PDP: Physics-Based Character Animation via Diffusion Policy

TL;DR

This paper introduces PDP, a novel method combining reinforcement learning and behavior cloning to generate diverse, realistic, and physically plausible character animations capable of correcting errors and interacting with environments.

Contribution

The paper presents a new diffusion policy framework that integrates RL and BC to improve stability and diversity in physics-based character animation tasks.

Findings

PDP effectively recovers from perturbations in motion.

It achieves accurate motion tracking across diverse scenarios.

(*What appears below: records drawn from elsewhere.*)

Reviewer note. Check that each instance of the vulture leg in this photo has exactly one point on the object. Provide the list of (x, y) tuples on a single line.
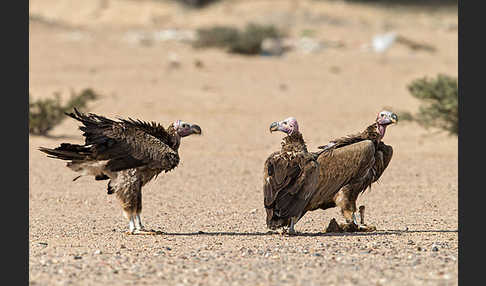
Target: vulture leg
[(346, 201), (293, 221), (130, 199)]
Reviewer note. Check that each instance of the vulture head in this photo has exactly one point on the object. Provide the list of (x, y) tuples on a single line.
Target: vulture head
[(288, 126), (184, 129), (385, 118)]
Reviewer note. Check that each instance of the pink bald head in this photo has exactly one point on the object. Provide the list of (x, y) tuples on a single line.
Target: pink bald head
[(288, 126)]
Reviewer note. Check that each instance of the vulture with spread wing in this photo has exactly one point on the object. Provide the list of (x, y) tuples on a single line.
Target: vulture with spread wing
[(349, 165), (128, 153), (290, 178)]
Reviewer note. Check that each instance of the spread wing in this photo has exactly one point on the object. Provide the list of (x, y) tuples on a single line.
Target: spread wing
[(288, 186), (349, 164), (125, 144)]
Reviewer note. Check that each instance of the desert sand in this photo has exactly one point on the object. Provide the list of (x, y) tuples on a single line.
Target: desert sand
[(210, 208)]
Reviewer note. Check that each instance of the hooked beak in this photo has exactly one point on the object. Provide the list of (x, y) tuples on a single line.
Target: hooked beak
[(274, 127), (196, 129)]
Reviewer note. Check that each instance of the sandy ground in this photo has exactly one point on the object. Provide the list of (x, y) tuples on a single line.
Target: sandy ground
[(211, 207)]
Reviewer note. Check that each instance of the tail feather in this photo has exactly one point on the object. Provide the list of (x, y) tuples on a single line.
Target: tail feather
[(68, 151)]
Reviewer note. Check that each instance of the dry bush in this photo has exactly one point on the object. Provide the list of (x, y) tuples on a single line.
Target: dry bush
[(45, 114), (246, 42)]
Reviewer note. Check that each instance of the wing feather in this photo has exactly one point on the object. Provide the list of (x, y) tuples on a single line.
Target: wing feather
[(342, 166), (288, 186), (128, 143)]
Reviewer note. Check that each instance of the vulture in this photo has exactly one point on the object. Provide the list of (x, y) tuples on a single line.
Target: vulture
[(290, 178), (349, 165), (128, 153)]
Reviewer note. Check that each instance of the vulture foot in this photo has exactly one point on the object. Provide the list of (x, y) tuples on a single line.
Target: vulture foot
[(366, 228), (144, 232)]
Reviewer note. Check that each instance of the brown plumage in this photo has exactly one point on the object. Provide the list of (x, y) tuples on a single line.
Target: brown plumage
[(290, 178), (349, 165), (128, 153)]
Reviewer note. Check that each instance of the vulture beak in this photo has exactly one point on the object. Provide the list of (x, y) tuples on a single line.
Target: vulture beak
[(196, 129), (274, 127)]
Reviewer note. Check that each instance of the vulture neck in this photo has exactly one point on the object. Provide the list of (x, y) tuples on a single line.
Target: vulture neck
[(375, 132), (175, 138), (293, 143)]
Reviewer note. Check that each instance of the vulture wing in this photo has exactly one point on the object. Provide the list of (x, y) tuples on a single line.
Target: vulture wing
[(289, 183), (125, 144), (346, 165)]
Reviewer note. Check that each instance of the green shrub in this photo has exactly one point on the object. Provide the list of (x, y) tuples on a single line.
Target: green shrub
[(45, 114), (439, 103)]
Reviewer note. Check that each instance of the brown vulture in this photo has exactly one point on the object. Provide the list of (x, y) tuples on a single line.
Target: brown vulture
[(128, 153), (290, 178), (349, 165)]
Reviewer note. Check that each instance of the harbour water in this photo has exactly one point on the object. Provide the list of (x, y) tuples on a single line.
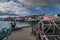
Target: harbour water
[(18, 24)]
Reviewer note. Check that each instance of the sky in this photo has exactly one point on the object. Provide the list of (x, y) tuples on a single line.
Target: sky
[(29, 7)]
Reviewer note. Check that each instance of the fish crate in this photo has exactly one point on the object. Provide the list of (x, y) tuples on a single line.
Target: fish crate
[(48, 30)]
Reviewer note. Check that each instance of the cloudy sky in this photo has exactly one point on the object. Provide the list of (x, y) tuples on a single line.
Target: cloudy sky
[(29, 7)]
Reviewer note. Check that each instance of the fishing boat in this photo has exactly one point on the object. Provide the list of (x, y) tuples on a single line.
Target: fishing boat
[(48, 28)]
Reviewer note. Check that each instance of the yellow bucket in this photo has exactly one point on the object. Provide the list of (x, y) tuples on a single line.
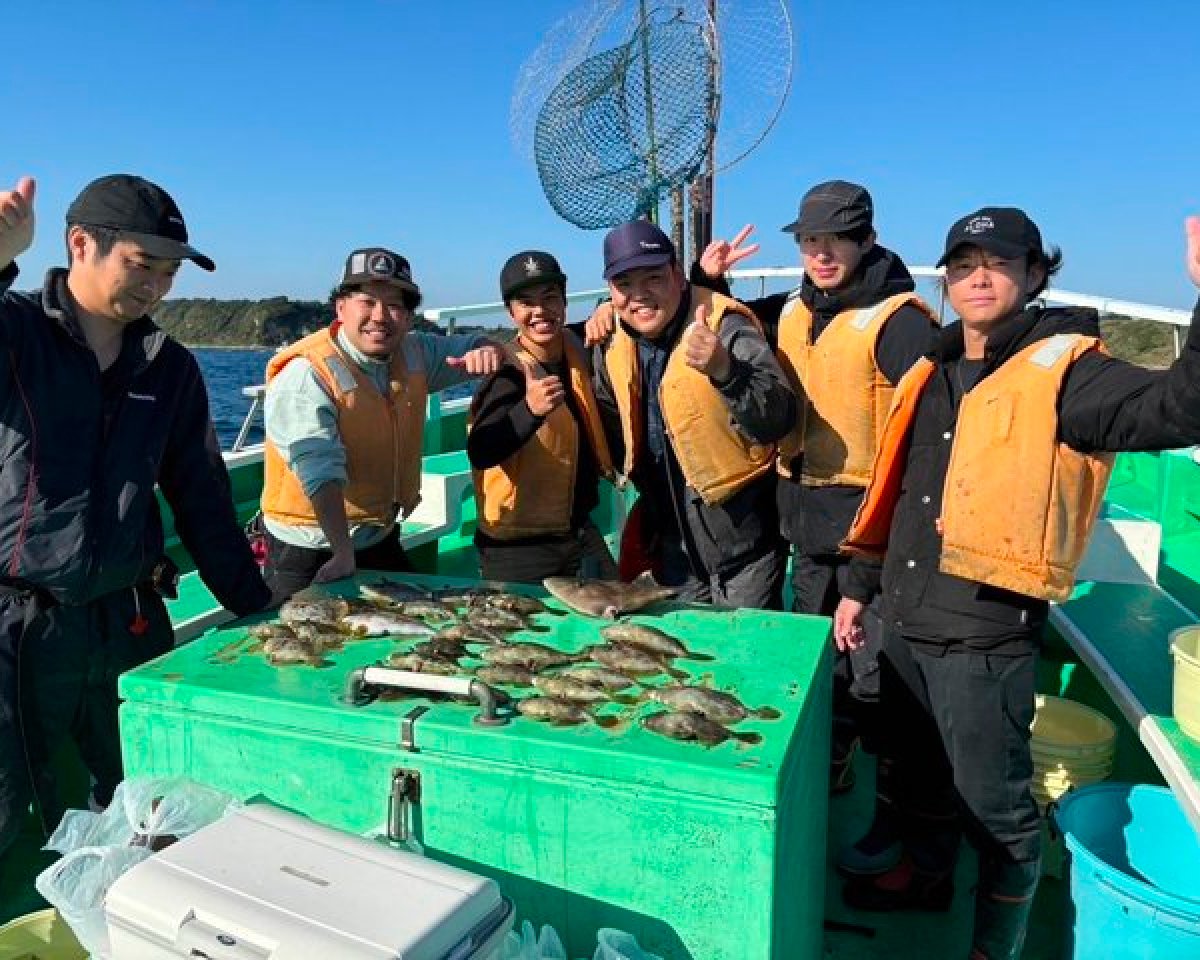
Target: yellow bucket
[(1072, 745), (40, 936), (1186, 649)]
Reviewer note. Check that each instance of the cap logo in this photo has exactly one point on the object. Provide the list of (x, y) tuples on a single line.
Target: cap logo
[(382, 265)]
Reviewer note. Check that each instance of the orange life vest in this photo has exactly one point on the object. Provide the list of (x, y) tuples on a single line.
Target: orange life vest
[(844, 396), (381, 435), (715, 457), (1019, 505), (532, 493)]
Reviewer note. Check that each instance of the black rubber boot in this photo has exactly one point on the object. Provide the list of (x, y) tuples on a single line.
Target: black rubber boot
[(904, 887), (1003, 901)]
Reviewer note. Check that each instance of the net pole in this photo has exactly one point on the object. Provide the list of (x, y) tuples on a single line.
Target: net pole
[(703, 184), (652, 156)]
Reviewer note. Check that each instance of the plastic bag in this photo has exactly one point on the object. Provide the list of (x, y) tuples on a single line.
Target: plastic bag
[(529, 946), (145, 815), (617, 945), (145, 811)]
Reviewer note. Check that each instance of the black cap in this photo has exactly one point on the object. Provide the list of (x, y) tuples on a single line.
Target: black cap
[(1003, 231), (378, 265), (635, 244), (833, 207), (529, 268), (139, 211)]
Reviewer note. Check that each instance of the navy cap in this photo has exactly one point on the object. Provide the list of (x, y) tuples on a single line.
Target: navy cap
[(378, 265), (833, 207), (139, 211), (1003, 231), (527, 269), (635, 244)]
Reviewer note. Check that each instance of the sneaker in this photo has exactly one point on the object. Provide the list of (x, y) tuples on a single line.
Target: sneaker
[(901, 888), (877, 852)]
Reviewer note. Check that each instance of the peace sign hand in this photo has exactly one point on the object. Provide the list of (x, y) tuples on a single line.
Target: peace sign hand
[(16, 220), (721, 255)]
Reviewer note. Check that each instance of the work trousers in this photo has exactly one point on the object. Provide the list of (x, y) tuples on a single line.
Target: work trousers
[(585, 555), (58, 679), (957, 725), (289, 568)]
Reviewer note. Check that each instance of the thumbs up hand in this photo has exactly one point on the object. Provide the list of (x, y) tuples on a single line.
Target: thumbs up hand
[(703, 349), (16, 220), (544, 395)]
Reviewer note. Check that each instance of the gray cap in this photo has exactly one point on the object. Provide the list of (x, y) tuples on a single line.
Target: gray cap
[(833, 207)]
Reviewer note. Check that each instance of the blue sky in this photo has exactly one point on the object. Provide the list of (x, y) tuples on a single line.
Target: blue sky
[(292, 131)]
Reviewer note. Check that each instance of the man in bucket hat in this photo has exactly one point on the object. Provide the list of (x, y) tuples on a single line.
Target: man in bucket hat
[(990, 475), (99, 407), (345, 420)]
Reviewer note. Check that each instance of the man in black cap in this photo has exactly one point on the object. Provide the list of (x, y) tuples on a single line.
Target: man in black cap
[(991, 472), (695, 403), (845, 337), (535, 441), (99, 407), (345, 417)]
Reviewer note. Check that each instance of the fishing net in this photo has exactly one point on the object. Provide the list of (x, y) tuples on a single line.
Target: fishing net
[(628, 124)]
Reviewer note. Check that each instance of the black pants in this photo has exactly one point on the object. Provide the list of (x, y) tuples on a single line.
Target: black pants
[(958, 729), (817, 588), (289, 569), (583, 555), (58, 679)]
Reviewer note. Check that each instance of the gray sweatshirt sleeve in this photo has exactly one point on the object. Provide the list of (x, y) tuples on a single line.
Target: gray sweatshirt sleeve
[(301, 421), (757, 393), (433, 349)]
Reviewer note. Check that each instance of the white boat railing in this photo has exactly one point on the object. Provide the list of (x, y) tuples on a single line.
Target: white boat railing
[(450, 317)]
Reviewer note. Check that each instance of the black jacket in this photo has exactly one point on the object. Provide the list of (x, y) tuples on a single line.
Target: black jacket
[(817, 519), (724, 538), (1105, 405), (81, 453)]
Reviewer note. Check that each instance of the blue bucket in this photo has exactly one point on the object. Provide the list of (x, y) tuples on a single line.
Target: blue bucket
[(1134, 874)]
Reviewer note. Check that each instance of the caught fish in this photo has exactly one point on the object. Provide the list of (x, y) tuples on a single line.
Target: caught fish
[(385, 623), (285, 651), (684, 725), (491, 618), (715, 705), (439, 648), (466, 633), (417, 664), (531, 655), (268, 630), (505, 675), (648, 639), (598, 676), (511, 603), (575, 691), (313, 607), (631, 661), (429, 610), (394, 592), (607, 598), (561, 713)]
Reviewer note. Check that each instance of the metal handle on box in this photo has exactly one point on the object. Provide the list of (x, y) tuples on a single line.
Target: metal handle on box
[(364, 683)]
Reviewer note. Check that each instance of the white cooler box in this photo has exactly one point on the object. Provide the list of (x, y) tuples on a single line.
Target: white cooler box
[(267, 885)]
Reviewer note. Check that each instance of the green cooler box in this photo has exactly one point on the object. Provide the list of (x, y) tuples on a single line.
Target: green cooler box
[(702, 853)]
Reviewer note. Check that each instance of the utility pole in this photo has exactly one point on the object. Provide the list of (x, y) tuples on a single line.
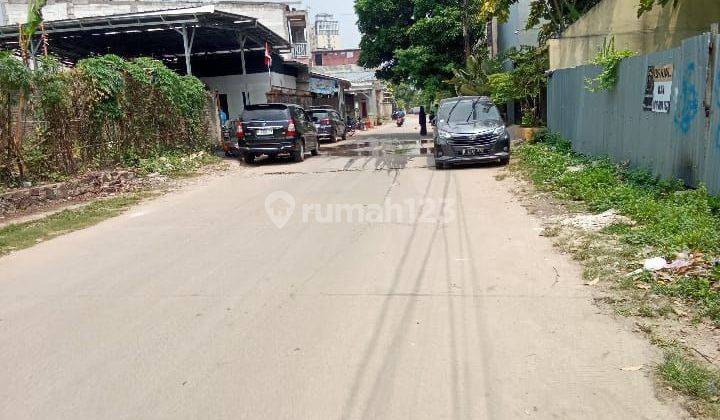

Demonstrates promising results in physics-based text-to-motion synthesis.

Abstract

Generating diverse and realistic human motion that can physically interact with an environment remains a challenging research area in character animation. Meanwhile, diffusion-based methods, as proposed by the robotics community, have demonstrated the ability to capture highly diverse and multi-modal skills. However, naively training a diffusion policy often results in unstable motions for high-frequency, under-actuated control tasks like bipedal locomotion due to rapidly accumulating compounding errors, pushing the agent away from optimal training trajectories. The key idea lies in using RL policies not just for providing optimal trajectories but for providing corrective actions in sub-optimal states, giving the policy a chance to correct for errors caused by environmental stimulus, model errors, or numerical errors in simulation. Our method, Physics-Based Character Animation via Diffusion Policy (PDP), combines reinforcement learning (RL) and behavior cloning (BC) to create a robust diffusion policy for physics-based character animation. We demonstrate PDP on perturbation recovery, universal motion tracking, and physics-based text-to-motion synthesis.